Explication de concepts et tutorat, résumés et prises de notes, recherche d’informations, génération d’idées, révision de passages, voire rédaction d’essais entiers : les usages dominants montrent à quel point ces outils se sont installés dans les pratiques.
Cela pose un défi majeur, à la fois pour les enseignants et pour les étudiants.

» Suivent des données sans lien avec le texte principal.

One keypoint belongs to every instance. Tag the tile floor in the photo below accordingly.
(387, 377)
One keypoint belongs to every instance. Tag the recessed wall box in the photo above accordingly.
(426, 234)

Comment bénéficier de ces technologies sans tomber dans le piège de laisser l’IA faire le travail à leur place ? Comment s’assurer que les étudiants continuent à poser les bonnes questions, vérifier les preuves, interpréter les résultats et développer leur raisonnement, leur curiosité et leur esprit critique ?
Dans le même temps, les employeurs attendent de plus en plus des diplômés qu’ils soient capables de travailler avec l’IA. La question n’est plus de savoir si les étudiants utiliseront ces outils, mais comment l’enseignement doit évoluer autour d’eux.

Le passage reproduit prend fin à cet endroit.